Looking beyond single solutions
Certainly, some lines should be buried. But in our rush to put everything underground, we risk overlooking solutions that could protect communities immediately while building long-term resilience.
Undergrounding projects take years, perhaps decades, to complete. Meanwhile, communities face blackouts today as we enter fire season. We have alternatives that work now: home-level and community microgrids. The costs of batteries, solar, fuel cells and controllers continue to decline while undergrounding costs escalate.
Our public leaders face difficult decisions, and complicated systems often limit the practical options. But that does not absolve them of the responsibility of demanding the best possible options be on the table. When utilities propose wildfire mitigation plans, our leaders should be asking harder questions about cost-effectiveness, timelines and what delivers the most protection per dollar spent.
The economics increasingly favor distributed solutions. The technology exists today and will only get better in the decades ahead.
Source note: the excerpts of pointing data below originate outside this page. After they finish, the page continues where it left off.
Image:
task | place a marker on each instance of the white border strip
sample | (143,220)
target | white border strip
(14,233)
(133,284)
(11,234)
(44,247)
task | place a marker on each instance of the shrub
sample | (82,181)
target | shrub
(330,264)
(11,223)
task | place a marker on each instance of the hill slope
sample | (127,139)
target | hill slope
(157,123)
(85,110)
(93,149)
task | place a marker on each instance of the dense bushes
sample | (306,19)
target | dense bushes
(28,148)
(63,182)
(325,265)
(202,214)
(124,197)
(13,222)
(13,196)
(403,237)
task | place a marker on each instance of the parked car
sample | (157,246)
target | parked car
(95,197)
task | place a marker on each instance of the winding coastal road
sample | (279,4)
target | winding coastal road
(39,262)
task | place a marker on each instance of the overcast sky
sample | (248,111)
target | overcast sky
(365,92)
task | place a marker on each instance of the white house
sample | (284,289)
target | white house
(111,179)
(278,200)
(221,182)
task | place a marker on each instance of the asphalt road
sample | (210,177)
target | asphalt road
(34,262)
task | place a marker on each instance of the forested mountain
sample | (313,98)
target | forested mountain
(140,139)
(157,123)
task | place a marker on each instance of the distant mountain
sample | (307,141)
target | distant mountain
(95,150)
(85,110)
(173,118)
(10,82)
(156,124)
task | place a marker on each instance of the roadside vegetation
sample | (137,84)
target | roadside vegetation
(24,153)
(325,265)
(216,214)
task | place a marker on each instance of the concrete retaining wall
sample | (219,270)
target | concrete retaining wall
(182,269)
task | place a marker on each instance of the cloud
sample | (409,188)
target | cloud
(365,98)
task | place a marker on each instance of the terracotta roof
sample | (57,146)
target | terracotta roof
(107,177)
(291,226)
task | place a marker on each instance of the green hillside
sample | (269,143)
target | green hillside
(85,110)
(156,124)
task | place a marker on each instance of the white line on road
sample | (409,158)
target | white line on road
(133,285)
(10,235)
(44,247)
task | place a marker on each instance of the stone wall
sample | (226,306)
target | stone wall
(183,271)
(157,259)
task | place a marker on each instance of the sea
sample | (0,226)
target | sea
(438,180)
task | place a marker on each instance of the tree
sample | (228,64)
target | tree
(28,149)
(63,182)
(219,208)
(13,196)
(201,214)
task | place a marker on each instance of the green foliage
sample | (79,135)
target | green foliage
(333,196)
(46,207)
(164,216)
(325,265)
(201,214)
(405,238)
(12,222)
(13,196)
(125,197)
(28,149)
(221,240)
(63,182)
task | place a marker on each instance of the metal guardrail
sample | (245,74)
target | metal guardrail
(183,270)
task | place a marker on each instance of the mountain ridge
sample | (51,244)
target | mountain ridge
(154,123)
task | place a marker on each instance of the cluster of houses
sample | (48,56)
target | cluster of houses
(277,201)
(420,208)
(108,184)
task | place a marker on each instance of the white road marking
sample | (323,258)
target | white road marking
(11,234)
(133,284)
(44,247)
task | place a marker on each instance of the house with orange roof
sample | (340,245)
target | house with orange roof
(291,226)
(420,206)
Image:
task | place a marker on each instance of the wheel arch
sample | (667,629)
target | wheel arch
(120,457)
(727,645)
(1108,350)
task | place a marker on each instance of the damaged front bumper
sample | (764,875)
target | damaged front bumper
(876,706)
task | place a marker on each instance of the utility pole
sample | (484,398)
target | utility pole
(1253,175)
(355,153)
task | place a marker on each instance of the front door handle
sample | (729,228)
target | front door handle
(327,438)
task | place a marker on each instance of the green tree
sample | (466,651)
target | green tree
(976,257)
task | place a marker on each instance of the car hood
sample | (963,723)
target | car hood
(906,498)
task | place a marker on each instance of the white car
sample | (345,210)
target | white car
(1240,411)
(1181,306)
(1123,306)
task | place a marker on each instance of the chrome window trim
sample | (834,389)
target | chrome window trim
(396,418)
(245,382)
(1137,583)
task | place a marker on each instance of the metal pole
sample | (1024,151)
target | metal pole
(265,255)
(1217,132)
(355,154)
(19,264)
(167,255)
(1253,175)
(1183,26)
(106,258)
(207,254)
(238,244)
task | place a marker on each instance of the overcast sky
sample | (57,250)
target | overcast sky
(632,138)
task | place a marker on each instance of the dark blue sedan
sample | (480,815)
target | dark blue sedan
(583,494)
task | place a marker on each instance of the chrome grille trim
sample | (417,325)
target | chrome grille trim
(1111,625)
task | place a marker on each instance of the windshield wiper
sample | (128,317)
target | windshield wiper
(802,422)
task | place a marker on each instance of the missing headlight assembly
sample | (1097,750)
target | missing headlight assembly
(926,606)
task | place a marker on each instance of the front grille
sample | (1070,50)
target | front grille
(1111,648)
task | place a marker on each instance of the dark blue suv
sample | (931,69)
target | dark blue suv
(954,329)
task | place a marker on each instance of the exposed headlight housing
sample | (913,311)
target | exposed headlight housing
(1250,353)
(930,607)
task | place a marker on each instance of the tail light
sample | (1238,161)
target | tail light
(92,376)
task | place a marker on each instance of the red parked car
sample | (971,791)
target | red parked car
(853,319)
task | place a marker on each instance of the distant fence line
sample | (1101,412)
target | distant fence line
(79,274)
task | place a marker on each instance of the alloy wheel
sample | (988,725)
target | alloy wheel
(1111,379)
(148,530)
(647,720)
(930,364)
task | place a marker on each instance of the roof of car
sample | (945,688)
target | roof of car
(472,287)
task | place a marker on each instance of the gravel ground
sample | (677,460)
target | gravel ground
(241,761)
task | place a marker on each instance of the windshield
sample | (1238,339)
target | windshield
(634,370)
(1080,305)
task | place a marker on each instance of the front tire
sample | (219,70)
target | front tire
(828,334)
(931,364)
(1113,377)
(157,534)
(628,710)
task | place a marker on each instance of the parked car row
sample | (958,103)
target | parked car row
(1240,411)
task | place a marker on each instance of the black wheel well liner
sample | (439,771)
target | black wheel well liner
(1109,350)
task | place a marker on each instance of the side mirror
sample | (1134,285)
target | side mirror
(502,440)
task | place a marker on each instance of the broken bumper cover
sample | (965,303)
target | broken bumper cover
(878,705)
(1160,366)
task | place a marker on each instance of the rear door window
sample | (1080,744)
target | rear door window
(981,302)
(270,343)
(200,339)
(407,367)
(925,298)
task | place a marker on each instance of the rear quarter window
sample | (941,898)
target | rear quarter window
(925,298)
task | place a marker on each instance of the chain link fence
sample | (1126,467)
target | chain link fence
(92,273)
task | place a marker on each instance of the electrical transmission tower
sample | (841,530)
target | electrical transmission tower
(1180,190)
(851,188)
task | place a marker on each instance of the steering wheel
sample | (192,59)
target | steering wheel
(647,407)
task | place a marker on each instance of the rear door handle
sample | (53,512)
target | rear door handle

Instead of burying our money in the ground, we should be investing in solutions that protect communities today.
What does this look like from a regulatory point of view?
Oregon is in the process of becoming the first state to establish a comprehensive regulatory framework for private and community microgrids, following a directive from recent legislation, enabling compensation for the resilience value of microgrid solutions that cost less than undergrounding or other distribution upgrades. Many states, including Michigan and Maine, have opened dockets to explore innovative ways to address resilience and storm costs. Texas finalized rules last month for its program to deploy behind-the-meter backup power at critical facilities such as hospitals, emergency response centers, shelters and water infrastructure. And here in Colorado, legislators permanently extended the state's Microgrids for Community Resilience grant program, which supports electric coops and municipal utilities in purchasing microgrid resources for eligible rural communities.
There is a growing community of people across the country who are actively involved in developing policy and implementing practical solutions. At Think Microgrid, we’re tracking as many of these activities as we can and are eager to collaborate with policy leaders, community decision-makers, academics and industry to highlight microgrid solutions like these. We shouldn’t have to wait decades, enduring regular blackouts, to address wildfire protection. Better options exist, but only if we demand them and shape them.